= Jacqueline Chen =

American applied mathematician and mechanical engineer

Jacqueline H. Chen is an American mechanical engineer. She works in the Combustion Research Facility of Sandia National Laboratories, where she is a Senior Scientist. Her research applies massively parallel computing to the simulation of turbulent combustion.

==Education and career==
Chen grew up as a child of Chinese immigrants in Ohio,
and graduated from the Ohio State University with a bachelor's degree in mechanical engineering in 1981. After earning a master's degree in mechanical engineering in 1982 at the University of California, Berkeley, under the mentorship of Boris Rubinsky, she continued at Stanford University for doctoral study in the same subject. She completed her Ph.D. in 1989; her doctoral advisor at Stanford was Brian J. Cantwell.

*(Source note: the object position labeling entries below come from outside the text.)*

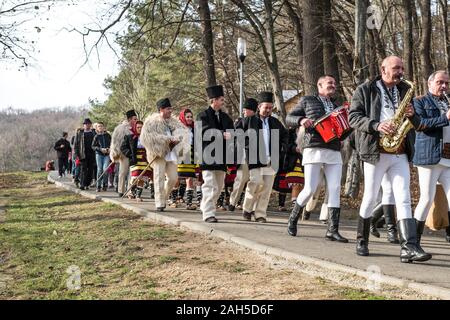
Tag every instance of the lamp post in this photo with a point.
(241, 53)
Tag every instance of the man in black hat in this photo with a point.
(242, 175)
(213, 121)
(62, 147)
(116, 154)
(271, 140)
(166, 140)
(85, 153)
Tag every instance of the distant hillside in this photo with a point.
(27, 138)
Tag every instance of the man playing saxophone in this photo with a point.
(375, 111)
(432, 156)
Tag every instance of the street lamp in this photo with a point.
(241, 53)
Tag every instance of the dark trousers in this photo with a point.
(87, 170)
(62, 165)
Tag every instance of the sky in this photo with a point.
(54, 78)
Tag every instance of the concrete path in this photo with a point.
(309, 247)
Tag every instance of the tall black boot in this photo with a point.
(333, 226)
(199, 195)
(189, 197)
(151, 187)
(410, 251)
(420, 225)
(241, 199)
(281, 201)
(139, 193)
(221, 199)
(376, 215)
(293, 219)
(362, 236)
(391, 225)
(181, 192)
(447, 230)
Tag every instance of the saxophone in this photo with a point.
(391, 142)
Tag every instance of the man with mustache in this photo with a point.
(432, 156)
(374, 104)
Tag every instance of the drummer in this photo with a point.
(318, 154)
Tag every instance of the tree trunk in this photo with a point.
(273, 63)
(425, 43)
(312, 44)
(330, 58)
(207, 42)
(359, 64)
(408, 50)
(444, 17)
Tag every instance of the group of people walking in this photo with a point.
(182, 157)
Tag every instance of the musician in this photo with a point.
(242, 175)
(263, 168)
(373, 107)
(101, 145)
(133, 149)
(214, 121)
(85, 154)
(432, 156)
(116, 155)
(166, 139)
(317, 154)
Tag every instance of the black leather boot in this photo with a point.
(333, 226)
(362, 236)
(376, 215)
(293, 219)
(391, 225)
(419, 231)
(410, 251)
(447, 230)
(181, 192)
(151, 187)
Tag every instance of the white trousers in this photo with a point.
(396, 168)
(387, 192)
(124, 168)
(163, 186)
(213, 181)
(428, 177)
(242, 177)
(333, 173)
(257, 193)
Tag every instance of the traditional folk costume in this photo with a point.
(157, 137)
(213, 172)
(262, 166)
(242, 174)
(432, 154)
(318, 154)
(133, 149)
(188, 169)
(116, 154)
(373, 103)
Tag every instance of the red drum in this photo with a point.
(333, 125)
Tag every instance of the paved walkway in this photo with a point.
(309, 247)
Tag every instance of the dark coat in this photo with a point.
(291, 155)
(62, 147)
(428, 143)
(101, 141)
(256, 124)
(129, 148)
(311, 107)
(83, 145)
(209, 121)
(364, 117)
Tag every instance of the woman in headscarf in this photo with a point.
(135, 151)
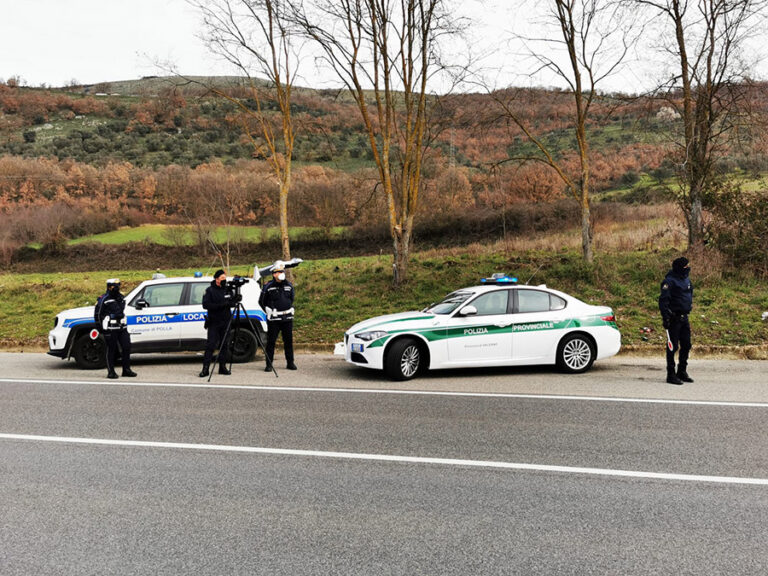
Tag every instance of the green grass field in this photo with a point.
(334, 294)
(168, 235)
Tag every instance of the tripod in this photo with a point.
(225, 340)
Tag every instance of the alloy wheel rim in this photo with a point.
(409, 361)
(577, 354)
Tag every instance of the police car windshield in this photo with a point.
(450, 303)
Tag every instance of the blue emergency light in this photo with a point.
(499, 278)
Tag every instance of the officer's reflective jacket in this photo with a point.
(676, 295)
(110, 305)
(279, 297)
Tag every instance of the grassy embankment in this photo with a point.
(335, 293)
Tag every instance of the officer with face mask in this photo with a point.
(277, 301)
(219, 305)
(109, 315)
(675, 303)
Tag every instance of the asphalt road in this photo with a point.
(334, 470)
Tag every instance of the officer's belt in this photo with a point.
(278, 313)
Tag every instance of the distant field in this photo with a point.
(333, 294)
(185, 236)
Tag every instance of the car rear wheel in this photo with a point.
(404, 359)
(244, 346)
(90, 354)
(576, 353)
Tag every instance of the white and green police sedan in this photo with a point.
(497, 323)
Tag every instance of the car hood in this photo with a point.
(72, 313)
(403, 321)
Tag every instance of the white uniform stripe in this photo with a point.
(393, 392)
(393, 458)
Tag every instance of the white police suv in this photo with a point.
(497, 323)
(163, 315)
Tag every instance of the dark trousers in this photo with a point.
(115, 339)
(215, 341)
(679, 338)
(273, 329)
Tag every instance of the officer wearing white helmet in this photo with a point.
(277, 301)
(111, 322)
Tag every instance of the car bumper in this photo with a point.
(358, 352)
(57, 342)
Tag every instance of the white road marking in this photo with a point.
(393, 392)
(393, 458)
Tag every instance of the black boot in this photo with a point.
(673, 379)
(683, 375)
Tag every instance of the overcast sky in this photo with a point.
(54, 42)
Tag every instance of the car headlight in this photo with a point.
(372, 335)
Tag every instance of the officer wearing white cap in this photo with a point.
(277, 301)
(111, 322)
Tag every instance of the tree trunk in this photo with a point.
(284, 238)
(586, 231)
(695, 222)
(402, 245)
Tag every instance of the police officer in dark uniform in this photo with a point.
(675, 303)
(218, 303)
(110, 319)
(277, 301)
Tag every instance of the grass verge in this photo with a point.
(335, 293)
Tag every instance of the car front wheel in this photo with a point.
(404, 359)
(576, 353)
(90, 354)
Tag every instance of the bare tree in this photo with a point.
(708, 92)
(385, 53)
(591, 42)
(255, 36)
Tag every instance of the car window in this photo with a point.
(196, 291)
(556, 303)
(163, 294)
(491, 303)
(450, 303)
(532, 301)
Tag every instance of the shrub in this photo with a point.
(739, 226)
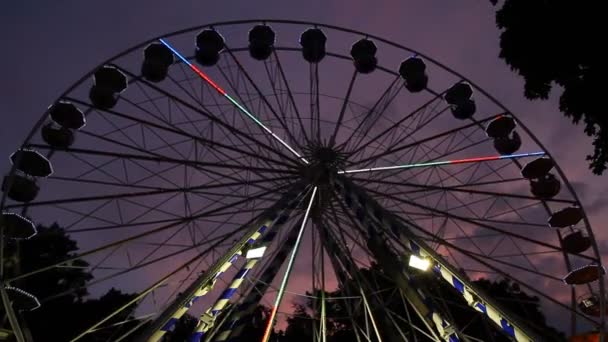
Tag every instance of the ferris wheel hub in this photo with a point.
(325, 161)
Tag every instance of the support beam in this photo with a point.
(205, 282)
(473, 296)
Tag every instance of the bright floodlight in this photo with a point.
(419, 263)
(256, 253)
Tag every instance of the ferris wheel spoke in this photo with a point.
(383, 102)
(315, 105)
(477, 224)
(251, 80)
(212, 94)
(458, 188)
(178, 132)
(280, 85)
(446, 162)
(417, 142)
(133, 222)
(147, 233)
(530, 287)
(240, 107)
(332, 139)
(235, 82)
(212, 118)
(164, 159)
(408, 132)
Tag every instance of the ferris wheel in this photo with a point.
(247, 162)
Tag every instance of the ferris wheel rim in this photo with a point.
(37, 126)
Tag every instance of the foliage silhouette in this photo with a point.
(559, 43)
(386, 299)
(62, 318)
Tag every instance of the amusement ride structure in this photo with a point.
(229, 165)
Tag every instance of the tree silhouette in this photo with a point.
(60, 318)
(340, 327)
(559, 43)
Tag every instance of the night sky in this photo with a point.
(48, 45)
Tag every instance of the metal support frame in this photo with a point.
(414, 245)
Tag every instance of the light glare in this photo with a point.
(419, 263)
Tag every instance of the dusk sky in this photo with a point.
(49, 45)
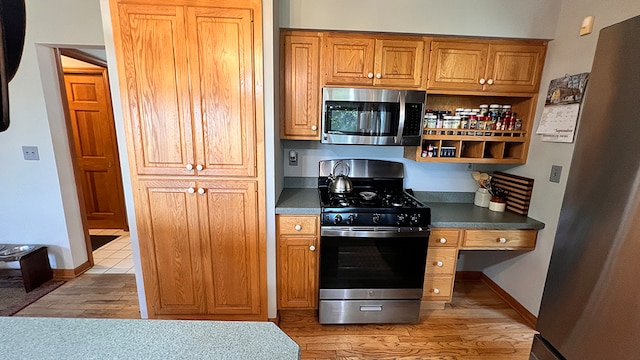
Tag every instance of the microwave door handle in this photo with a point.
(403, 99)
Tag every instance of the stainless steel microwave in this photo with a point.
(372, 116)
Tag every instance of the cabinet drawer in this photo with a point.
(444, 237)
(298, 224)
(499, 239)
(438, 288)
(441, 261)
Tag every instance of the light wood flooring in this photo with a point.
(90, 296)
(478, 325)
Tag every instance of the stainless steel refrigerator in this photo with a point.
(591, 302)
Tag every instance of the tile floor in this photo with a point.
(114, 257)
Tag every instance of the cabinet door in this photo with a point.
(515, 68)
(399, 63)
(296, 264)
(221, 55)
(349, 60)
(457, 65)
(301, 85)
(170, 246)
(155, 77)
(235, 258)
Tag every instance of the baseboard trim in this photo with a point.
(527, 316)
(70, 274)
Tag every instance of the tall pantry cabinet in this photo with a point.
(191, 85)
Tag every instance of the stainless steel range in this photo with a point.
(373, 246)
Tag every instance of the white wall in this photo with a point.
(524, 276)
(38, 201)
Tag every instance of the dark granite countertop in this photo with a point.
(455, 210)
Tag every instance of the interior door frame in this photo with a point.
(79, 55)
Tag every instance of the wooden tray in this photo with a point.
(518, 188)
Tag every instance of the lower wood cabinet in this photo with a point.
(444, 245)
(297, 261)
(440, 269)
(199, 261)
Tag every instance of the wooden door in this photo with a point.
(457, 65)
(95, 147)
(515, 68)
(301, 83)
(349, 60)
(297, 263)
(171, 247)
(221, 59)
(154, 59)
(399, 63)
(234, 255)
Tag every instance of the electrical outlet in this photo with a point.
(293, 158)
(556, 171)
(30, 153)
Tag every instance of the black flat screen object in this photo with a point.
(12, 32)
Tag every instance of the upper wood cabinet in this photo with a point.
(367, 60)
(301, 89)
(189, 107)
(491, 66)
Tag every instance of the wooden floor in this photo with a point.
(478, 325)
(90, 296)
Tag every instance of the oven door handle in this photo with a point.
(375, 232)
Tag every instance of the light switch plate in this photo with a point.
(30, 153)
(556, 171)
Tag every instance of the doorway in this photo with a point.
(92, 141)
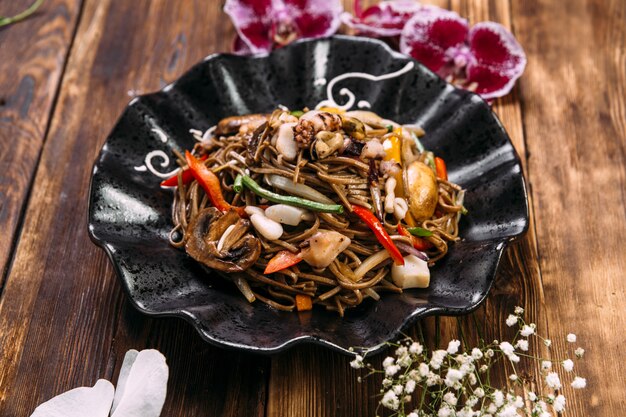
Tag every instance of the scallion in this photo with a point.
(284, 199)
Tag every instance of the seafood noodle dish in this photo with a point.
(312, 208)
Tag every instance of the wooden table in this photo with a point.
(66, 74)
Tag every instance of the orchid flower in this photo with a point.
(385, 19)
(141, 390)
(486, 58)
(264, 24)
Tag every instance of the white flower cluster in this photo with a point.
(452, 382)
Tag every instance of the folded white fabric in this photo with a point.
(141, 391)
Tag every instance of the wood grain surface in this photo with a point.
(32, 60)
(67, 73)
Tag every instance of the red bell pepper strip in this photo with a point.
(379, 231)
(187, 176)
(304, 302)
(211, 185)
(418, 243)
(282, 260)
(440, 167)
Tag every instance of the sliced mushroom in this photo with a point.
(421, 190)
(211, 229)
(233, 124)
(325, 144)
(353, 127)
(284, 141)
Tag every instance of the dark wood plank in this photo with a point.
(64, 319)
(32, 58)
(315, 382)
(574, 119)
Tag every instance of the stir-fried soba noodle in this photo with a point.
(316, 207)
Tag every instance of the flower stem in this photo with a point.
(5, 21)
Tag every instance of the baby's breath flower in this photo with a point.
(472, 379)
(498, 398)
(511, 320)
(357, 363)
(466, 368)
(433, 379)
(568, 365)
(390, 400)
(392, 370)
(453, 346)
(559, 404)
(509, 351)
(527, 330)
(416, 348)
(410, 386)
(579, 383)
(437, 358)
(423, 370)
(414, 375)
(522, 344)
(477, 354)
(401, 351)
(444, 411)
(553, 381)
(450, 398)
(453, 376)
(579, 352)
(388, 361)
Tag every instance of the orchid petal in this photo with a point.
(145, 386)
(386, 19)
(262, 24)
(250, 18)
(499, 60)
(430, 33)
(239, 47)
(315, 18)
(127, 364)
(80, 402)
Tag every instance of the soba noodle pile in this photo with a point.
(337, 160)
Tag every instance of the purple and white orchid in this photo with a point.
(265, 24)
(486, 58)
(383, 20)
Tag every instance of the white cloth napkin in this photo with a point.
(141, 391)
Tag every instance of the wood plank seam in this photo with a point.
(17, 234)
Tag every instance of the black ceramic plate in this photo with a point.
(129, 214)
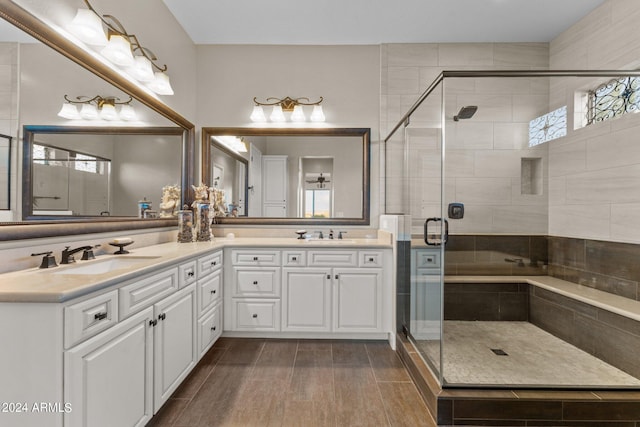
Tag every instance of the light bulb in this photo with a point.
(118, 51)
(277, 115)
(89, 112)
(69, 111)
(87, 26)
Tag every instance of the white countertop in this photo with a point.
(52, 285)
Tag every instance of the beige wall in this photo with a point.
(595, 171)
(348, 77)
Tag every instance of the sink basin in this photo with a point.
(102, 266)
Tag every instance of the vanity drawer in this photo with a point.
(209, 263)
(209, 290)
(146, 291)
(331, 258)
(427, 259)
(256, 282)
(209, 330)
(294, 258)
(256, 315)
(87, 318)
(370, 258)
(187, 274)
(255, 257)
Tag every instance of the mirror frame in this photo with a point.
(38, 29)
(28, 138)
(364, 133)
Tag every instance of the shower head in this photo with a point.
(466, 112)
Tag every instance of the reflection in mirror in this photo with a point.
(5, 172)
(84, 172)
(229, 173)
(294, 176)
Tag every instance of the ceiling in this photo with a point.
(331, 22)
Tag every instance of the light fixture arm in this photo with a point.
(114, 26)
(287, 103)
(98, 100)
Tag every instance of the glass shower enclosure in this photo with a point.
(478, 163)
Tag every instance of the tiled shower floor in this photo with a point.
(534, 358)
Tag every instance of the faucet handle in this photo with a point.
(88, 253)
(48, 260)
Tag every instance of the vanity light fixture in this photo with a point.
(289, 105)
(120, 48)
(96, 108)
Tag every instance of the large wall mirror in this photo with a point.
(71, 172)
(289, 176)
(175, 142)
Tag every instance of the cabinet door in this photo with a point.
(174, 349)
(357, 299)
(108, 378)
(306, 298)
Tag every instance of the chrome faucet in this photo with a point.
(67, 254)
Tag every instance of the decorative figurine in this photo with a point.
(170, 201)
(185, 225)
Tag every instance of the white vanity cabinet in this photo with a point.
(209, 290)
(308, 292)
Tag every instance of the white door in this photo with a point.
(175, 351)
(254, 198)
(306, 298)
(108, 379)
(357, 299)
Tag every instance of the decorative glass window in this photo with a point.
(613, 99)
(552, 125)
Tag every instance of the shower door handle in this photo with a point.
(435, 239)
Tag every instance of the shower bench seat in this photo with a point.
(598, 322)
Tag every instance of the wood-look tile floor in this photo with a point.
(264, 382)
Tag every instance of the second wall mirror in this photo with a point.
(300, 176)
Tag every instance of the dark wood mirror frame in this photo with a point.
(36, 28)
(364, 133)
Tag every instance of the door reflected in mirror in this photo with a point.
(98, 172)
(289, 176)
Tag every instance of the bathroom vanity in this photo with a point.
(107, 341)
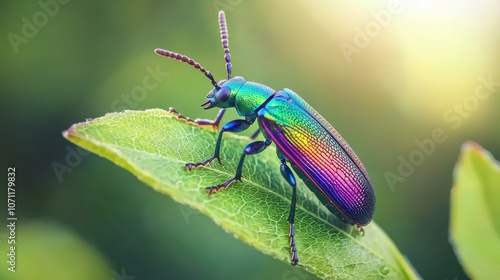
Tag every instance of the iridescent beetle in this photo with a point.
(304, 139)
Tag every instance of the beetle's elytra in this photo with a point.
(304, 139)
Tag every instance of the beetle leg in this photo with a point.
(200, 122)
(288, 175)
(232, 126)
(251, 149)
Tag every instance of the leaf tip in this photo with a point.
(70, 132)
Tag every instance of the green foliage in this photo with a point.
(475, 212)
(154, 145)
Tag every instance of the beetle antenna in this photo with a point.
(189, 61)
(225, 42)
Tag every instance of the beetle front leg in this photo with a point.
(200, 122)
(251, 149)
(288, 175)
(232, 126)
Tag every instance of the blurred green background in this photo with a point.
(413, 71)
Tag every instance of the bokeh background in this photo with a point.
(82, 217)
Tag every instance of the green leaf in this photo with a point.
(154, 145)
(475, 212)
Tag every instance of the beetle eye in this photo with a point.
(223, 94)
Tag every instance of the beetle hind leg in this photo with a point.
(286, 172)
(200, 122)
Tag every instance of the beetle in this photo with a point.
(303, 138)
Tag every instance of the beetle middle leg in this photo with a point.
(200, 122)
(288, 175)
(232, 126)
(251, 149)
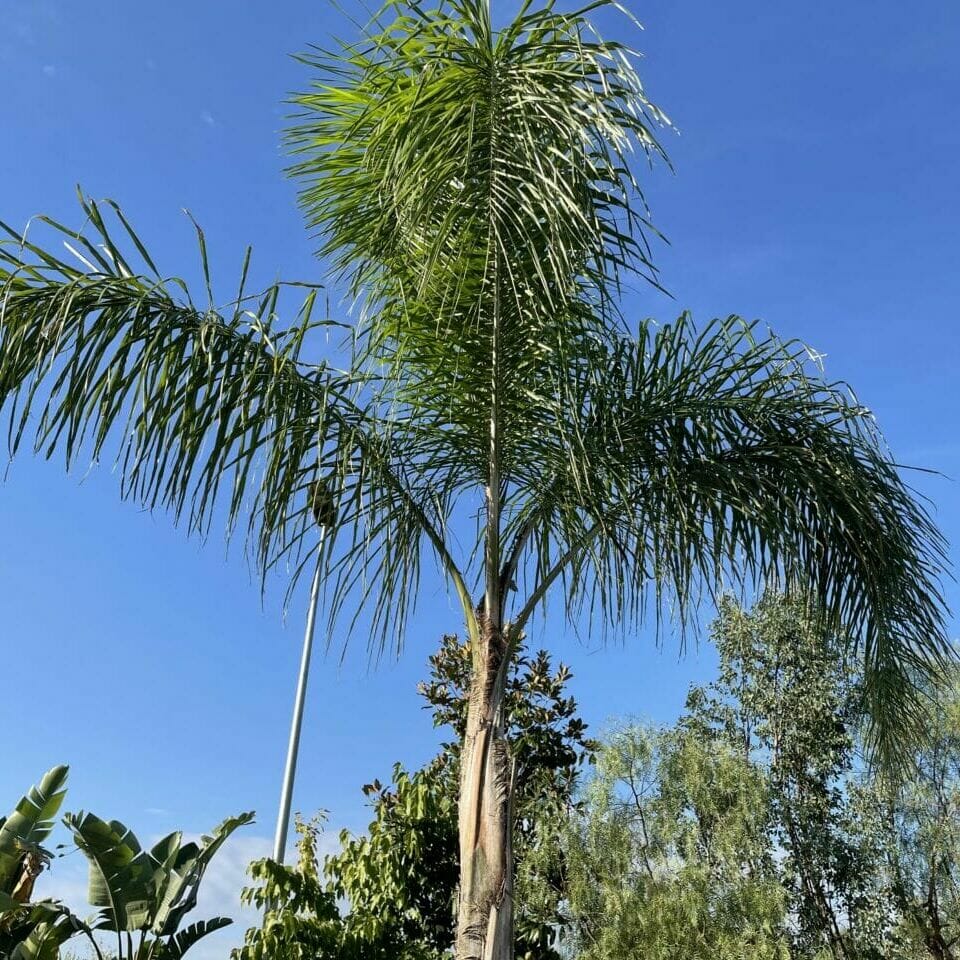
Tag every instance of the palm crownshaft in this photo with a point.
(473, 189)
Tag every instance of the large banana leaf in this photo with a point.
(121, 872)
(178, 896)
(30, 822)
(40, 932)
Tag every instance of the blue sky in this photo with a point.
(815, 188)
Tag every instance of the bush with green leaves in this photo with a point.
(399, 879)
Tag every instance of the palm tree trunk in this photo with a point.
(485, 911)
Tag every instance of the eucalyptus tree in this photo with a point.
(474, 188)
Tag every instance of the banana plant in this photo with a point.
(148, 893)
(32, 930)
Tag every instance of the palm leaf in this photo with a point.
(715, 458)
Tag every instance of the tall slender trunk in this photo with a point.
(485, 911)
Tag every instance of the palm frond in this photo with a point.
(715, 457)
(475, 188)
(213, 413)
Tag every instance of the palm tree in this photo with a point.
(473, 188)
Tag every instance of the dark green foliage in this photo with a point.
(399, 880)
(753, 829)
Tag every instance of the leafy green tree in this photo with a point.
(474, 187)
(670, 859)
(913, 828)
(788, 697)
(399, 880)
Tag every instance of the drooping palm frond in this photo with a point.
(210, 410)
(713, 457)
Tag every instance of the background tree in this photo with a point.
(475, 188)
(914, 830)
(399, 880)
(754, 828)
(788, 698)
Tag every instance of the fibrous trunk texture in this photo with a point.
(485, 911)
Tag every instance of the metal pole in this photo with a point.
(290, 772)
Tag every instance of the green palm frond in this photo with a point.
(715, 457)
(476, 189)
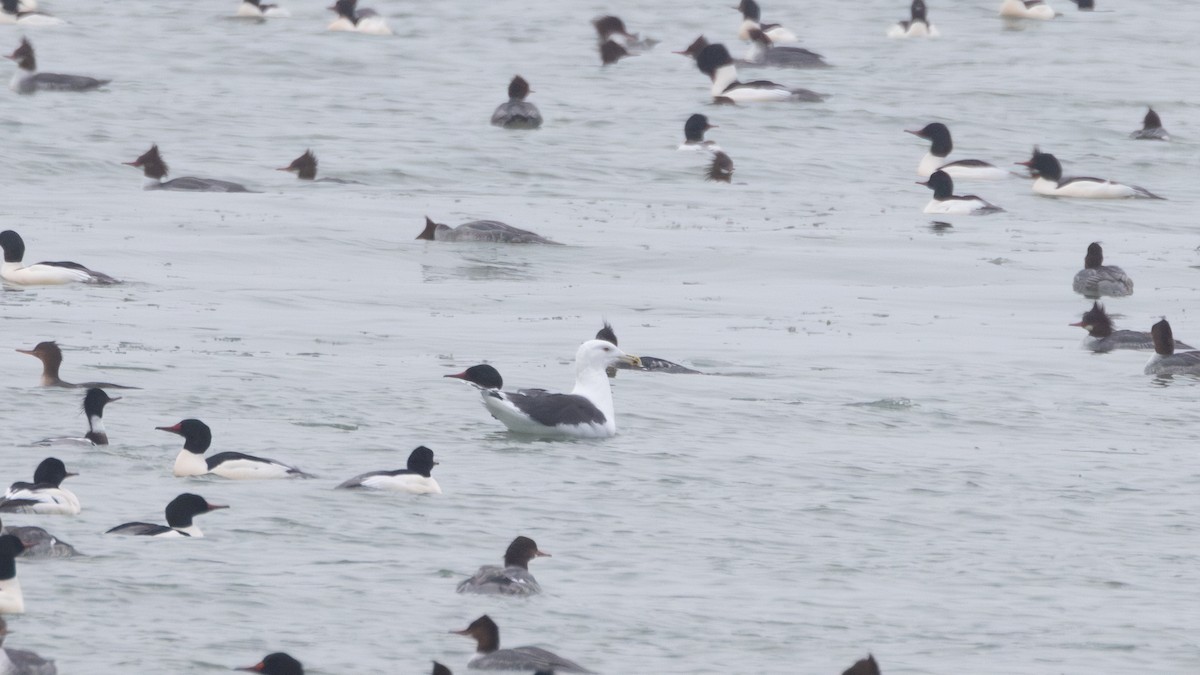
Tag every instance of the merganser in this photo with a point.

She has worked at Sandia since finishing her education and is a pioneer of massively parallel direct numerical simulation of turbulent combustion with complex chemistry . She has led teams of computer scientists, applied mathematicians and computational engineers on the co-design of combustion simulation software for exascale computing (10^18 flops).

==Recognition==
In 2018, Chen was elected to the National Academy of Engineering "for contributions to the computational simulation of turbulent reacting flows with complex chemistry".
In the same year, the Society of Women Engineers gave her an Achievement Award, their top honor, and the Combustion Institute awarded her the Bernard Lewis Gold Medal, "for her exceptional skill in linking high performance computing and combustion research to deliver fundamental insights into turbulence-chemistry interactions". The Combustion Institute and the American Physical Society also named her as one of its fellows.